In a 2022 survey of Defeat Diabetes members, we found something similar.
- 52 per cent of members sent their condition into remission
- 84 per cent of respondents were able to improve their blood sugar levels
- 76 per cent reduced their waistline (an average of 7.3 cms)
- 30 per cent reduced or discontinued medications
- 78 achieved weight loss (an average of 6 kilograms).
So no.

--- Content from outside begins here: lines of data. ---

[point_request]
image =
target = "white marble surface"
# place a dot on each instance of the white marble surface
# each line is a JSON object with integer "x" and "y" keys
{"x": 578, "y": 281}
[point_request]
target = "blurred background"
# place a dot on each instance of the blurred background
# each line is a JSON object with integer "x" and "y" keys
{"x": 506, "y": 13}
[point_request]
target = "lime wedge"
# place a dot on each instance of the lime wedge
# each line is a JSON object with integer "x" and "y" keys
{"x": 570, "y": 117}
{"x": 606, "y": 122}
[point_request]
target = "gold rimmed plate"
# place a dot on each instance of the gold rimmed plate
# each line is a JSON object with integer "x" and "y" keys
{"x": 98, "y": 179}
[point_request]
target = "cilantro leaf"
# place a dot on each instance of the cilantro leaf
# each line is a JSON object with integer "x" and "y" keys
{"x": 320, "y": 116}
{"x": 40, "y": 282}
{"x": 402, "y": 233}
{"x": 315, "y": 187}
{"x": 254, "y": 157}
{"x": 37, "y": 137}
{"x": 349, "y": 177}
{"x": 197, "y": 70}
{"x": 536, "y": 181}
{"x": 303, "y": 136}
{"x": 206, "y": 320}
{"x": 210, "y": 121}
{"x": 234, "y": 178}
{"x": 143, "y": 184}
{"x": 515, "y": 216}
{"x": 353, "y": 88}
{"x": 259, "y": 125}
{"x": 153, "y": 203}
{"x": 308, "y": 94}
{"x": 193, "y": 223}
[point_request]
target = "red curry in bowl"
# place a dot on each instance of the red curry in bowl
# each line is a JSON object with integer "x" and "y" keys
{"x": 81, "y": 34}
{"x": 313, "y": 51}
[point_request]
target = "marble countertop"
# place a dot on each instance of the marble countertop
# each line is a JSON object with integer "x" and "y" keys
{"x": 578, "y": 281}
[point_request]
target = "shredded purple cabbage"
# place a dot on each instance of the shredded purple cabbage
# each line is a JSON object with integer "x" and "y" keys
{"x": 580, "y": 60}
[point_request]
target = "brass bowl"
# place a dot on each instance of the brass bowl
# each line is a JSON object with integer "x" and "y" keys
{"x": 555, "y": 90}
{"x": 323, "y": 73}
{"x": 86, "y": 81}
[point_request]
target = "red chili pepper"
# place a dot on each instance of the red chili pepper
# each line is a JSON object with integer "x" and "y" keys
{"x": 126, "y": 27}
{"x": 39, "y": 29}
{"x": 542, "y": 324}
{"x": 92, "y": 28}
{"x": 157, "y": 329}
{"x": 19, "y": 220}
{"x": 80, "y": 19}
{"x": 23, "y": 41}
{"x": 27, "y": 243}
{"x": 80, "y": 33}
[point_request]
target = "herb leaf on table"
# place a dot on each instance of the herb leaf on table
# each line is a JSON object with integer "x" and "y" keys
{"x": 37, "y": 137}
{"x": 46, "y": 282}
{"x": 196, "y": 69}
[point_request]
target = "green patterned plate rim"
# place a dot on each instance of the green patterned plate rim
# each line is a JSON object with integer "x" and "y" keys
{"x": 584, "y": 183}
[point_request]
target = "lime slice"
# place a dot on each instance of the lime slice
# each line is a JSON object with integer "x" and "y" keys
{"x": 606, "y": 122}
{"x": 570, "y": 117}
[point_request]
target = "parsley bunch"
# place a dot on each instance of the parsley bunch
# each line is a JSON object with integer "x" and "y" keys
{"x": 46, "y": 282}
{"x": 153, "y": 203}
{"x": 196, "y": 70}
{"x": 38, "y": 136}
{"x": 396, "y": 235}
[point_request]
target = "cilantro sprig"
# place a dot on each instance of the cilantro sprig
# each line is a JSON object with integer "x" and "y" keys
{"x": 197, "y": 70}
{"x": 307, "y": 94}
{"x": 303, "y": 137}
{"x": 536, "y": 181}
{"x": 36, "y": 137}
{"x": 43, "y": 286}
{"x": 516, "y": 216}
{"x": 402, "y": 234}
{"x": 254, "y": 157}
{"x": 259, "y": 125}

You’re not a failure if you don’t achieve remission because chances are you’ve greatly improved your health in so many other ways.
Can a low carb diet help send type 2 diabetes into remission?
A low carb diet restricts foods high in carbohydrates (that cause blood glucose levels to rise) while fuelling your body with healthy fats and quality sources of protein that help your appetite control, leaving you feeling full for longer.
You’ll replace ‘staple’ carbohydrates like bread, pasta, rice, cereals and grains with low carbohydrate above-ground vegetables, salads and whole-food proteins (like fish, meat, dairy and eggs)
The crux of a low carb diet is basically ignoring the dietary guidelines, so low carb practitioners and programs like Defeat Diabetes are focused on educating people on the impact of carbohydrates on blood sugar levels.
“A lot of the work is simply getting people to understand that it’s not just sugars that have an impact on blood glucose, but ALL foods containing carbohydrates”, says Dr Brukner.
Both doctors agree that a critical step is motivating people to cut out sugar and carbohydrates and offering support.
Dr Brukner adds, “in the Defeat Diabetes Program, we help people understand the impact of carbohydrates by offering video lessons and masterclasses delivered via an app-based program.”
“We help people with type 2 diabetes develop the confidence to reduce carbohydrates by offering plenty of helpful resources, weekly meal plans, delicious low carb recipes and a members-only community that offers extra support and guidance”.
This low carb approach, employed by Dr David Unwin and Dr Peter Brukner, is why so many people have achieved type 2 diabetes remission and significantly improved their health under their guidance.